Re: Corrupt Table - Mailing list pgsql-general

From Tom Lane
Subject Re: Corrupt Table
Date
Msg-id 14386.968949390@sss.pgh.pa.us
Whole thread Raw
In response to Corrupt Table  ("Bryan White" <bryan@arcamax.com>)
List pgsql-general
"Bryan White" <bryan@arcamax.com> writes:
> Here is what a failure looks like in the log file:
> --------------------
> Server process (pid 2864) exited with status 139 at Thu Sep 14 10:13:11 2000

That should produce a coredump --- can you get a backtrace?

> I have written a small utility program (pganal).  It looks for
> inconsistancies in page layout and tuple layout.  My original intent was to
> parse the tuple internal structure as well but that proved to be more
> complex that I was ready to handle at the time.

Cool; want to submit it as a contrib item?  This sounds like something
that could be gradually improved into a "fsck" kind of thing...

> Anyway I stopped the database, copied the customer file to another directory
> and restarted the database.  Here is the pganal output from this copy:
> --------------------------
> Analyzing customer
> Page 25878 ERROR: pd_lower is too small
>     pd_lower=0 pd_upper=0 pd_special=0 pd_opaque.od_pagesize=0
> Page 31395 ERROR: pd_lower is too small
>     pd_lower=0 pd_upper=0 pd_special=0 pd_opaque.od_pagesize=0
> Page 32950 ERROR: pd_lower is too small
>     pd_lower=0 pd_upper=0 pd_special=0 pd_opaque.od_pagesize=0
> Tuple 71453.0 Ofs=8029 Len=164 Flags=1 Error: tuple overwrites pd_special
> Tuple 71453.4 Ofs=7346 Len=208 Flags=1 Error: tuple overlaps another
> Tuple 71453.40 Ofs=1365 Len=160 Flags=1 Error: tuple overlaps another
> Page 71958 ERROR: pd_lower has odd value
>     pd_lower=11886 pd_upper=24239 pd_special=109 pd_opaque.od_pagesize=0
> Page 73622 ERROR: pd_lower is too small
>     pd_lower=0 pd_upper=0 pd_special=0 pd_opaque.od_pagesize=0

Hmm.  The all-zero pages (I expect you'll find that 25878 etc are *all*
zeroes, not just their header fields) look like an old bug wherein
a newly-added page might not get initialized if the transaction that's
adding the page aborts just after allocating the page.  I thought I'd
fixed that in 7.0 though.  You are running 7.0.2 I hope?
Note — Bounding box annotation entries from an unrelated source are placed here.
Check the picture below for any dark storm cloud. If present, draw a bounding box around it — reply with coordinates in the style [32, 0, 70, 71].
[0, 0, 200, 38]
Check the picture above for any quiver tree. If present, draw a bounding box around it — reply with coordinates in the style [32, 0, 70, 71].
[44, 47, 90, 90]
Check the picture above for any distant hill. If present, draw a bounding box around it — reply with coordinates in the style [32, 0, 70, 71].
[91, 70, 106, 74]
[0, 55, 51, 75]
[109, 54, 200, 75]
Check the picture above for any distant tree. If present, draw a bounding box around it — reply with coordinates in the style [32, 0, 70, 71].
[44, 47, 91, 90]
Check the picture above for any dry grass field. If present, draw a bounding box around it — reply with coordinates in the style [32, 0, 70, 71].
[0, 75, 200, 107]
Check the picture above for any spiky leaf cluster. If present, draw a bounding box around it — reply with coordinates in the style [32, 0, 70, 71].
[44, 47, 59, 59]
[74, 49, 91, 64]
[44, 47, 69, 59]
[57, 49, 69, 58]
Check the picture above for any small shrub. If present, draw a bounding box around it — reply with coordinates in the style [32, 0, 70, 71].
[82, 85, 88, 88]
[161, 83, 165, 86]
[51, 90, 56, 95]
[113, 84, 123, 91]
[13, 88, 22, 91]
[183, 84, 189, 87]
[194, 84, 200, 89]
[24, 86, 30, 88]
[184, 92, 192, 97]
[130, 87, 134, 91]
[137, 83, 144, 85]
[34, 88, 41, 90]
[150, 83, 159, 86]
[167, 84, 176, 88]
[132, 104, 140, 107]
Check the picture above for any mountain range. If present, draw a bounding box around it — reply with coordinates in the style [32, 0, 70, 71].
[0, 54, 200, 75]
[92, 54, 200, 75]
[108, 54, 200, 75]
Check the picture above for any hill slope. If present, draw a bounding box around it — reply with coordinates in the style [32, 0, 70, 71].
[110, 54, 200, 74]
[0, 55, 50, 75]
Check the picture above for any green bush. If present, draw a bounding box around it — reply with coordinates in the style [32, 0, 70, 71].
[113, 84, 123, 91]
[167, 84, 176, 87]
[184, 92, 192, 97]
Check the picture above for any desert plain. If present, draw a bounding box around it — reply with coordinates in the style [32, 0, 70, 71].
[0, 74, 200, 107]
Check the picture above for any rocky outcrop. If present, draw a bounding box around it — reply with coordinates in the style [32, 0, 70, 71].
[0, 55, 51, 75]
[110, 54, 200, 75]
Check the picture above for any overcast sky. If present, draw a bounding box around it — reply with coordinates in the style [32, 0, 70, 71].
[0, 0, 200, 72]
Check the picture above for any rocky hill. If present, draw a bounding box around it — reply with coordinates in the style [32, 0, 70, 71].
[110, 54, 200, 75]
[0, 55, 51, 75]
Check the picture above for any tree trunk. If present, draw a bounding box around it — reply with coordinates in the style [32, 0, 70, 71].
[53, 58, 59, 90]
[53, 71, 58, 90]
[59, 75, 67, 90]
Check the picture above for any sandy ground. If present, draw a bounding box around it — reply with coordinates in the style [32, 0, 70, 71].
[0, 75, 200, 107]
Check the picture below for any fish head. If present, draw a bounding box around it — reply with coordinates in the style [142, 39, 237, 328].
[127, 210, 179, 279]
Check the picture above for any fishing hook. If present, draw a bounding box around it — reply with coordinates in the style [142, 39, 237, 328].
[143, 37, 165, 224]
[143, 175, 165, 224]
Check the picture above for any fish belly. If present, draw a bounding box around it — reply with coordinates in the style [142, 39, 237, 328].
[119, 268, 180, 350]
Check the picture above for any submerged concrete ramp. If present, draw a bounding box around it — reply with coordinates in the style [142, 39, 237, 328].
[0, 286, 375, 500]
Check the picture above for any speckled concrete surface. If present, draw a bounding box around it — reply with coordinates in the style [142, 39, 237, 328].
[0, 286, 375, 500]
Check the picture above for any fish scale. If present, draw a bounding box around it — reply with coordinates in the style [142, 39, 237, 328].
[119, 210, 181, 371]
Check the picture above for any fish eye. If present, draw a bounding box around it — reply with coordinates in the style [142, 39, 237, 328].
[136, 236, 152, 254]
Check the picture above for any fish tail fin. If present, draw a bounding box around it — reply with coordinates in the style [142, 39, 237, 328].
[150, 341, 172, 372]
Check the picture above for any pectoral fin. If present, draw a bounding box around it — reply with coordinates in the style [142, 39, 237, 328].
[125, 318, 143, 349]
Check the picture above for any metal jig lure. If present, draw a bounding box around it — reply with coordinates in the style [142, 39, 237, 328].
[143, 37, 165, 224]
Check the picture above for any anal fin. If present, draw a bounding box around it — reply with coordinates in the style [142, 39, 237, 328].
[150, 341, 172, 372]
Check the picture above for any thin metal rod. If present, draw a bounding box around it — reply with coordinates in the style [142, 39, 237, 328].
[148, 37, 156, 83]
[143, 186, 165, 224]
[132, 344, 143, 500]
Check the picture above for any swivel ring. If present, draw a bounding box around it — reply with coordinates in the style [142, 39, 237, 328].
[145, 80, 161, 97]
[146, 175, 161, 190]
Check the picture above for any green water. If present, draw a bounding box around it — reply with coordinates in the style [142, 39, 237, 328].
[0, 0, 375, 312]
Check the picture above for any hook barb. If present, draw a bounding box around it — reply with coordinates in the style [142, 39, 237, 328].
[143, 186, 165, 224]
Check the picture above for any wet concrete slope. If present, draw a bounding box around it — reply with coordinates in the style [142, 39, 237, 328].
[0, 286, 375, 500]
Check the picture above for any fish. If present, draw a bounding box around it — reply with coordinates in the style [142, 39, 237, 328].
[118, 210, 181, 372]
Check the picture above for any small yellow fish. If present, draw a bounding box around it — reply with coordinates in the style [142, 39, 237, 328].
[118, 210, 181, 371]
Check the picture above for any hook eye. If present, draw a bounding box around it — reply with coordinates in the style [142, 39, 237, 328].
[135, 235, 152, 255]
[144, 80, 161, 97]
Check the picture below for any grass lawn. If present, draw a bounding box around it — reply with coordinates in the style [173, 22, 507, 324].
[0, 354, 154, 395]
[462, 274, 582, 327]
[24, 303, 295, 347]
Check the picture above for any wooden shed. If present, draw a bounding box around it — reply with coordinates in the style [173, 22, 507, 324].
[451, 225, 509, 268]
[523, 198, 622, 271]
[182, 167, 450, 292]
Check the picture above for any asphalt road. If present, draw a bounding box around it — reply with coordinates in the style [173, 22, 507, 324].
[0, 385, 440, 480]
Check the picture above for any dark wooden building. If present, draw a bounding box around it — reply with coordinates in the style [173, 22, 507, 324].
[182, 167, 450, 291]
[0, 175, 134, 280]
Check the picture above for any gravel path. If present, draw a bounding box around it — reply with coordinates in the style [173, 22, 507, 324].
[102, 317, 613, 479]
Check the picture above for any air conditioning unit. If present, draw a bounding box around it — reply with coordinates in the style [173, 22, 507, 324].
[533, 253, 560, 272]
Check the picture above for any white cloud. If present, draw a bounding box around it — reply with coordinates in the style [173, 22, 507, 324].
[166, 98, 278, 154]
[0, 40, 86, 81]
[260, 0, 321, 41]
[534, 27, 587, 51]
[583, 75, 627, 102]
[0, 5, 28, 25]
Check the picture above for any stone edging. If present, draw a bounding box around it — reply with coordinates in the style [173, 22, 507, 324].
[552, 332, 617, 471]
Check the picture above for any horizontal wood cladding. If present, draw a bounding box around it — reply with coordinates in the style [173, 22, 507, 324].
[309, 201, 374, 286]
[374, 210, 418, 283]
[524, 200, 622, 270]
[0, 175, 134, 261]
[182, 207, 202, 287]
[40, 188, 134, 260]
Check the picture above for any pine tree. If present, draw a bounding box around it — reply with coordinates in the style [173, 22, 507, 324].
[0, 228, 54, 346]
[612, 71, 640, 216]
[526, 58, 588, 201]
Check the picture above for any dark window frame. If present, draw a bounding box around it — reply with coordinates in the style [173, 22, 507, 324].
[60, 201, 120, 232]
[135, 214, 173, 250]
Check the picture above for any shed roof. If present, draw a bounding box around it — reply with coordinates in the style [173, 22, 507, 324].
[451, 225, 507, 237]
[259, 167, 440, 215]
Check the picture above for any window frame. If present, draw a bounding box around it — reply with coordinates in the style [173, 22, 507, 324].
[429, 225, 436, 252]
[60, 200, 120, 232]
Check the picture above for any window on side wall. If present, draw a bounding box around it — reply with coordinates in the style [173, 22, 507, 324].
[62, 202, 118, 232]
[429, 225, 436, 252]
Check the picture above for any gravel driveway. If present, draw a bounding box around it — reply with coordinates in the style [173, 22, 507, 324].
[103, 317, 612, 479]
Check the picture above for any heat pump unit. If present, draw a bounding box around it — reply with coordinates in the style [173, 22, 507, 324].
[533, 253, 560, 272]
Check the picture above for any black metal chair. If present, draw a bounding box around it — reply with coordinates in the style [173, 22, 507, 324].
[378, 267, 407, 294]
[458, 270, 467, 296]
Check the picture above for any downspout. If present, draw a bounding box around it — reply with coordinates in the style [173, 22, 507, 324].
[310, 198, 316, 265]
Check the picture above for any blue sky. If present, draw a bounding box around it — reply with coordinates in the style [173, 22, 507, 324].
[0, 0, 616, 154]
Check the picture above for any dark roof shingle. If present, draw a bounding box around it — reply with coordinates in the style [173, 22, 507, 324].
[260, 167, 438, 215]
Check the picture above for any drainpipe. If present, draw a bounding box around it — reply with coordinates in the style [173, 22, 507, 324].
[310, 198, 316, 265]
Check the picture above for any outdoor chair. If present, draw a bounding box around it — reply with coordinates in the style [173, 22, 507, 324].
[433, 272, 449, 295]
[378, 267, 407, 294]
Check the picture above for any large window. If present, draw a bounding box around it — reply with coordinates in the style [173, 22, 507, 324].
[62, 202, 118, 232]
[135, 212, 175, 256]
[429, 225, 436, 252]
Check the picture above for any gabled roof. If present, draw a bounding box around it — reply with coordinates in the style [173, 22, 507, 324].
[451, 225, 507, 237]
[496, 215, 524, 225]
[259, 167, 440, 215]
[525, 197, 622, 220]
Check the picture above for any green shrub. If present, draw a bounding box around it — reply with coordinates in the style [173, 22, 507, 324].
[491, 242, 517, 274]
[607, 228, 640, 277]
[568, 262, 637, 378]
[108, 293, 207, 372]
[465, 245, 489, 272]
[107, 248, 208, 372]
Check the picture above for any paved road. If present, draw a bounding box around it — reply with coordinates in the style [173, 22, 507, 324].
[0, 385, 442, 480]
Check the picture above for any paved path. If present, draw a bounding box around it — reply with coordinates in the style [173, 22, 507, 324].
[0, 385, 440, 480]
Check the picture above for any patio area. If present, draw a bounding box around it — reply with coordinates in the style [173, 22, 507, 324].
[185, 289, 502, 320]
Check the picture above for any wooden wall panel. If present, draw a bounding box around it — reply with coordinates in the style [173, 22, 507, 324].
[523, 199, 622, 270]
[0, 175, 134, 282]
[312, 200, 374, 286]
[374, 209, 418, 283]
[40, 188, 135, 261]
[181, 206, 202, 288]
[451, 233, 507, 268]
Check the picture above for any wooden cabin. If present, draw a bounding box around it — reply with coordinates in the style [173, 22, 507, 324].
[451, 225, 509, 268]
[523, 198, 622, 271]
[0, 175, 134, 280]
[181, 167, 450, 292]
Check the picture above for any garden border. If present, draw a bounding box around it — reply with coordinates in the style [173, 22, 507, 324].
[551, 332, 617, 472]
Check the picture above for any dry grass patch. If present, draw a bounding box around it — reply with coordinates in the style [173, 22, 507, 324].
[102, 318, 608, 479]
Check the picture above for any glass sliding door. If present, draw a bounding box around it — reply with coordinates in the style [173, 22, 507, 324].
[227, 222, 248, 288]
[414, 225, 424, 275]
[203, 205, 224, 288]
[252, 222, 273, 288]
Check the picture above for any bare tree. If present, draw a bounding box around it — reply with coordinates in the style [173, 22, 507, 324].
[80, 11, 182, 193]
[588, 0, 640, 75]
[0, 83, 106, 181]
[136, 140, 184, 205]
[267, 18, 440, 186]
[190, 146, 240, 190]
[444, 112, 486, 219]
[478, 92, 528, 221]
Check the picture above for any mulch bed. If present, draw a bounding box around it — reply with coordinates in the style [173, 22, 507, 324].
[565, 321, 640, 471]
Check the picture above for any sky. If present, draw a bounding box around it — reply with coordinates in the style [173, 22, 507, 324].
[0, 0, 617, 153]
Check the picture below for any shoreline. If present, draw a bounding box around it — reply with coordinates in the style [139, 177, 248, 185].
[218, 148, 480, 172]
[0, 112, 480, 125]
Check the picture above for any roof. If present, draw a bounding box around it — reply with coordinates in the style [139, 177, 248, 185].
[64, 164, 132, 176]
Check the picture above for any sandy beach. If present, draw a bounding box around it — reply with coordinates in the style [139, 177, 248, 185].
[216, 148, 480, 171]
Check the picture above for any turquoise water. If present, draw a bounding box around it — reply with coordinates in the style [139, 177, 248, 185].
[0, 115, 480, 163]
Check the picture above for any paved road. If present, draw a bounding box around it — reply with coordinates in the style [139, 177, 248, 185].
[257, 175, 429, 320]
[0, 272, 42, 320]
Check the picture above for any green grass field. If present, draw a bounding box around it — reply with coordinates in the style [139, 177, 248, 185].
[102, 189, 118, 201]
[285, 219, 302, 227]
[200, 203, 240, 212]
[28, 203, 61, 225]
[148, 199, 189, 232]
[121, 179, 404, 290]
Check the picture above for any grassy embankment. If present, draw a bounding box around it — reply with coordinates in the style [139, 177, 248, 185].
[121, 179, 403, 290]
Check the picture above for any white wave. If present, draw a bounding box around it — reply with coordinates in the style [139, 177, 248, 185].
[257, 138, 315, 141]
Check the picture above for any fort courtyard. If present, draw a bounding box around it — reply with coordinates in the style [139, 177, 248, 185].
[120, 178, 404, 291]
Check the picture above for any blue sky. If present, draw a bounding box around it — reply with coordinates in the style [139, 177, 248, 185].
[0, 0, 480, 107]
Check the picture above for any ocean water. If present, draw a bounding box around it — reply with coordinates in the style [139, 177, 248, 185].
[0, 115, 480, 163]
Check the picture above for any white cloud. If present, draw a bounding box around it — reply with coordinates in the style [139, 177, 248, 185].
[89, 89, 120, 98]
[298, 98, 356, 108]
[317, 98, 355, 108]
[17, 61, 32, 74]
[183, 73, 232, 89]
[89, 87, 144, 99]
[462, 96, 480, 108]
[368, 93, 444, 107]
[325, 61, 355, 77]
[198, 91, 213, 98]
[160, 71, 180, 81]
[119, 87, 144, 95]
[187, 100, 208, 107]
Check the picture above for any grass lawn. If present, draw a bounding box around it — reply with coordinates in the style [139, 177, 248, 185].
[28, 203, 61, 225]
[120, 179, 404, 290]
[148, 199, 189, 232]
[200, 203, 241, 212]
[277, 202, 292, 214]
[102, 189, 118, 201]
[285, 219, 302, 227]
A VACUUM should patch up zero pages.  I'm guessing that you haven't
vacuumed this table in a long time...

Page 71958 looks pretty badly corrupted --- you'll have to look at that
and see if you can clean it up by hand.  Something fishy about 71453
as well.  Worst case, you could set these pages to all-zero by hand,
and just lose the tuples thereon rather than the whole table.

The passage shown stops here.